Polynomial towers and inverse Gowers theory for bounded-exponent groups

TL;DR

This paper extends inverse Gowers theory to bounded-exponent abelian groups, showing that their Host--Kra factors have polynomial tower structures, leading to a new inverse theorem for Gowers norms in these groups.

Contribution

It introduces polynomial towers for Host--Kra factors in bounded-exponent groups and proves an inverse Gowers norm theorem for such groups, resolving a key conjecture.

Findings

Host--Kra factors admit polynomial tower extensions

All such extensions are Abramov and k-step translational systems

Large Gowers norms imply correlation with low-degree polynomials

Abstract

In this paper we develop Host--Kra and inverse Gowers theory for abelian groups of bounded exponent.

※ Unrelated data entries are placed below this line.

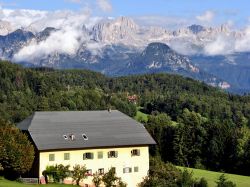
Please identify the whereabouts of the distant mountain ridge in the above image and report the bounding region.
[0,17,250,92]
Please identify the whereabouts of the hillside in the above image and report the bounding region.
[0,62,250,178]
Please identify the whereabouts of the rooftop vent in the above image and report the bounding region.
[82,134,89,140]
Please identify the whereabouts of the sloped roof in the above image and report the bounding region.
[17,110,155,151]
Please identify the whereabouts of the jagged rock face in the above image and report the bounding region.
[133,43,195,72]
[188,25,206,34]
[0,29,35,59]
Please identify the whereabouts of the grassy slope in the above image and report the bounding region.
[178,167,250,187]
[135,110,148,122]
[0,178,69,187]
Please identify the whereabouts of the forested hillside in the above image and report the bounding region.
[0,62,250,175]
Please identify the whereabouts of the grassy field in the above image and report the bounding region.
[0,178,72,187]
[178,167,250,187]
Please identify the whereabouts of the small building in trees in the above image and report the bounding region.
[17,110,155,187]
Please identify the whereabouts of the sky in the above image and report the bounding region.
[0,0,250,28]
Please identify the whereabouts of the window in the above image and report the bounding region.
[86,169,92,176]
[131,149,140,156]
[111,167,116,173]
[123,167,132,173]
[83,153,94,160]
[69,134,76,141]
[82,134,89,140]
[98,168,104,175]
[108,151,118,158]
[64,153,70,160]
[97,151,103,159]
[134,166,139,172]
[63,134,68,140]
[49,154,55,161]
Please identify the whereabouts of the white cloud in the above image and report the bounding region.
[204,35,235,55]
[235,26,250,52]
[196,10,215,22]
[96,0,112,12]
[65,0,82,4]
[13,11,94,62]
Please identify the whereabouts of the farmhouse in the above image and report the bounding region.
[17,110,155,187]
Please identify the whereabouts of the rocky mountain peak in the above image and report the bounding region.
[0,20,13,36]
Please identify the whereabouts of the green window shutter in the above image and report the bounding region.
[129,168,132,173]
[49,154,55,161]
[134,166,139,172]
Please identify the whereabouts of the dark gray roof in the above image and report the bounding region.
[17,110,155,151]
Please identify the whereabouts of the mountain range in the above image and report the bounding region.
[0,17,250,93]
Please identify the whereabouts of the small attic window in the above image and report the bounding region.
[63,134,69,140]
[82,134,89,140]
[69,134,76,141]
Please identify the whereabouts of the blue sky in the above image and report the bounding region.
[0,0,250,26]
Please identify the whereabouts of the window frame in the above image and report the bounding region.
[134,166,139,173]
[97,151,103,159]
[63,153,70,160]
[83,152,94,160]
[123,167,132,173]
[98,168,104,175]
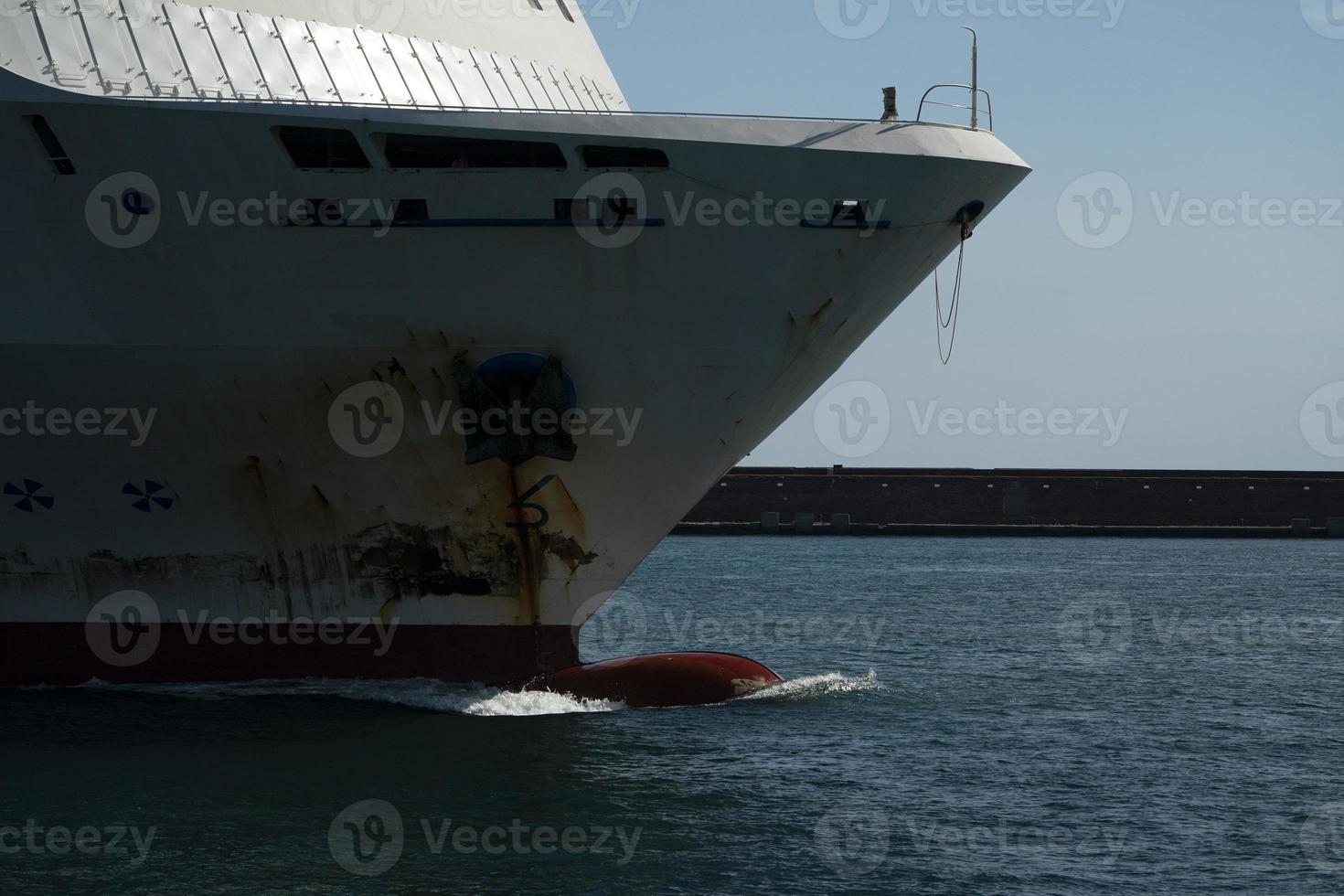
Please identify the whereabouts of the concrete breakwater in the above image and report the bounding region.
[676,466,1344,539]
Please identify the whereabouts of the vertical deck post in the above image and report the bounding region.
[961,26,980,131]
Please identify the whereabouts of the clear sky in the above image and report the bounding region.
[584,0,1344,470]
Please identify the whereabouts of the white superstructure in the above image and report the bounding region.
[0,0,1029,684]
[0,0,626,112]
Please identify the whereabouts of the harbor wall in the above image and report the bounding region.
[677,466,1344,539]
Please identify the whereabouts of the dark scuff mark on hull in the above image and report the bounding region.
[540,532,597,575]
[351,524,516,599]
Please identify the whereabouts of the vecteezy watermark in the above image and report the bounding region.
[812,0,891,40]
[663,191,887,238]
[570,171,649,249]
[177,191,397,238]
[326,799,644,877]
[815,802,1127,877]
[570,590,649,658]
[85,171,163,249]
[910,0,1129,31]
[1149,191,1344,229]
[85,591,400,669]
[1058,599,1344,659]
[326,380,406,458]
[1302,0,1344,40]
[1056,599,1135,661]
[906,400,1129,449]
[421,401,644,447]
[1056,172,1344,249]
[85,172,397,249]
[1299,380,1344,458]
[1298,802,1344,874]
[812,380,891,459]
[1055,171,1135,249]
[0,818,158,867]
[575,0,643,31]
[663,610,887,647]
[898,819,1127,867]
[813,804,891,877]
[0,399,158,447]
[85,591,163,669]
[326,380,644,458]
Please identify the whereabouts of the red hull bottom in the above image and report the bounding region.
[528,653,784,708]
[0,622,578,687]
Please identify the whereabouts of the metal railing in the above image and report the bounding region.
[915,85,995,133]
[83,91,993,131]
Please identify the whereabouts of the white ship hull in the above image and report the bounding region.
[0,24,1027,684]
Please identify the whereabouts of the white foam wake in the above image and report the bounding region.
[65,670,881,718]
[741,669,883,699]
[70,678,625,716]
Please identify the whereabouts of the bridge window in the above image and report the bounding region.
[580,146,672,169]
[275,128,372,171]
[381,134,569,171]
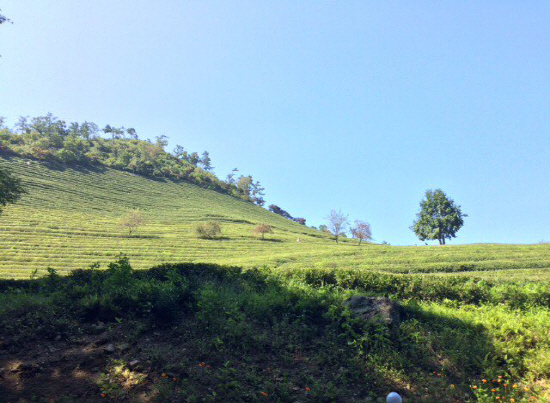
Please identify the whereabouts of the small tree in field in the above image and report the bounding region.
[327,210,349,243]
[0,169,25,218]
[351,220,372,245]
[252,224,273,239]
[195,221,222,239]
[119,210,145,236]
[411,189,468,245]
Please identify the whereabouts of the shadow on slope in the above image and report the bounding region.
[0,258,508,402]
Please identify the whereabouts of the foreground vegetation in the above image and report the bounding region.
[0,257,550,402]
[0,154,550,402]
[0,156,550,284]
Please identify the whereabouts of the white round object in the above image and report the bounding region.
[386,392,403,403]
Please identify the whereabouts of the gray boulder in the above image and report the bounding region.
[344,295,403,332]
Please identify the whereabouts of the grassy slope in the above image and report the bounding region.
[0,157,550,281]
[0,154,550,401]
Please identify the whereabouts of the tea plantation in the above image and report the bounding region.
[0,156,550,402]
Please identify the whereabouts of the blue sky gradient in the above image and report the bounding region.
[0,0,550,245]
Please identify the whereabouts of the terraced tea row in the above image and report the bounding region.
[0,157,550,281]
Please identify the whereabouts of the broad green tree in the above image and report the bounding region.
[119,210,145,236]
[351,220,372,245]
[411,189,467,245]
[0,169,25,218]
[252,224,273,239]
[327,210,349,243]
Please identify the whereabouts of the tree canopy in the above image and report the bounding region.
[0,169,25,214]
[0,114,265,206]
[327,210,349,243]
[411,189,467,245]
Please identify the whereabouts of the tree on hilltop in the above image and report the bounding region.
[252,224,273,239]
[351,220,372,245]
[195,221,222,239]
[0,169,25,218]
[411,189,467,245]
[200,151,214,171]
[327,210,349,243]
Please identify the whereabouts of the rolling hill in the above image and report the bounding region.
[0,155,550,402]
[0,156,550,282]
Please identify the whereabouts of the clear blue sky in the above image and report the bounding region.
[0,0,550,244]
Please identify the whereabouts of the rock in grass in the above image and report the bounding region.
[344,295,403,331]
[103,344,115,354]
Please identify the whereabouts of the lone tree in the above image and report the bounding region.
[119,210,145,235]
[411,189,467,245]
[327,210,349,243]
[351,220,372,245]
[0,169,25,218]
[252,224,273,239]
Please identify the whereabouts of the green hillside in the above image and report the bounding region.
[0,156,550,402]
[0,156,550,282]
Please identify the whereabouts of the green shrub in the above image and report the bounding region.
[195,221,222,239]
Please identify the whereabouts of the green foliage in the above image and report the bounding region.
[195,221,222,239]
[119,210,145,235]
[0,256,550,402]
[411,189,467,245]
[0,165,25,214]
[0,114,264,205]
[252,224,273,239]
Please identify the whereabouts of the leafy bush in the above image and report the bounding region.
[195,221,222,239]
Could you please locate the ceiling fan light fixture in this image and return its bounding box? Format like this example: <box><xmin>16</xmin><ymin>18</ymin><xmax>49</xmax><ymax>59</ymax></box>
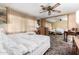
<box><xmin>40</xmin><ymin>3</ymin><xmax>61</xmax><ymax>15</ymax></box>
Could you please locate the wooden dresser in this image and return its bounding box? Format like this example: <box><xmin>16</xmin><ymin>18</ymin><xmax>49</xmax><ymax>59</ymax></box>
<box><xmin>38</xmin><ymin>27</ymin><xmax>49</xmax><ymax>35</ymax></box>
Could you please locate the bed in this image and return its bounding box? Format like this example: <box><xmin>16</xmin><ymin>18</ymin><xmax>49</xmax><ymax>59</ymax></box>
<box><xmin>50</xmin><ymin>28</ymin><xmax>64</xmax><ymax>34</ymax></box>
<box><xmin>0</xmin><ymin>32</ymin><xmax>50</xmax><ymax>55</ymax></box>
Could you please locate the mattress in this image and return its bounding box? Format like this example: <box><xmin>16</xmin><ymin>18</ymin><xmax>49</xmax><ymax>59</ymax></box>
<box><xmin>8</xmin><ymin>33</ymin><xmax>50</xmax><ymax>55</ymax></box>
<box><xmin>8</xmin><ymin>33</ymin><xmax>50</xmax><ymax>54</ymax></box>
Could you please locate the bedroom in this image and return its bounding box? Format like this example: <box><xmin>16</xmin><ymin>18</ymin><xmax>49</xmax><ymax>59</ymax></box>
<box><xmin>0</xmin><ymin>3</ymin><xmax>79</xmax><ymax>55</ymax></box>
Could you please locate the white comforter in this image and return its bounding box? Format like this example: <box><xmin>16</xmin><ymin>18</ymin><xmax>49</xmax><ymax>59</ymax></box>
<box><xmin>0</xmin><ymin>33</ymin><xmax>50</xmax><ymax>55</ymax></box>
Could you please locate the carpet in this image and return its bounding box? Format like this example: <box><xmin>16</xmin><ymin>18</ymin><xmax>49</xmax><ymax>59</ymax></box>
<box><xmin>44</xmin><ymin>35</ymin><xmax>72</xmax><ymax>55</ymax></box>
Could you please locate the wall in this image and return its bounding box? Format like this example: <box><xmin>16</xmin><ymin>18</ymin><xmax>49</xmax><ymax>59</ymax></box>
<box><xmin>52</xmin><ymin>20</ymin><xmax>67</xmax><ymax>30</ymax></box>
<box><xmin>5</xmin><ymin>9</ymin><xmax>36</xmax><ymax>33</ymax></box>
<box><xmin>68</xmin><ymin>13</ymin><xmax>77</xmax><ymax>30</ymax></box>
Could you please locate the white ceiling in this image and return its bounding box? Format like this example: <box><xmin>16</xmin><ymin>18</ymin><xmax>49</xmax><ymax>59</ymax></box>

We show that the Host--Kra factors $Z^{\leq k}(\mathrm{X})$ associated with actions of such groups admit extensions with the structure of \emph{polynomial towers}. This new notion is a system obtained as a finite iteration of abelian extensions of the trivial system by polynomial cocycles; crucially, the intermediate extensions in this system are not required to agree with the Host--Kra factors. We prove that all such extensions are Abramov (generalizing a recent result of Candela, Gonz\'alez-S\'anchez, and Szegedy), but not necessarily Weyl, and have the structure of k-step translational systems. Combining this structure theorem with a correspondence principle due to the first and third authors, we derive an inverse theorem for the Gowers norms on finite abelian groups of bounded exponent: large $U^{k+1}$-norm implies large correlation with a polynomial of degree $\le k$ (on the same group), even when the exponent is not square-free or is divisible by small primes. This resolves a conjecture of the first and third authors for such groups, and also answers a question of Candela, Gonz\'alez-S\'anchez, and Szegedy.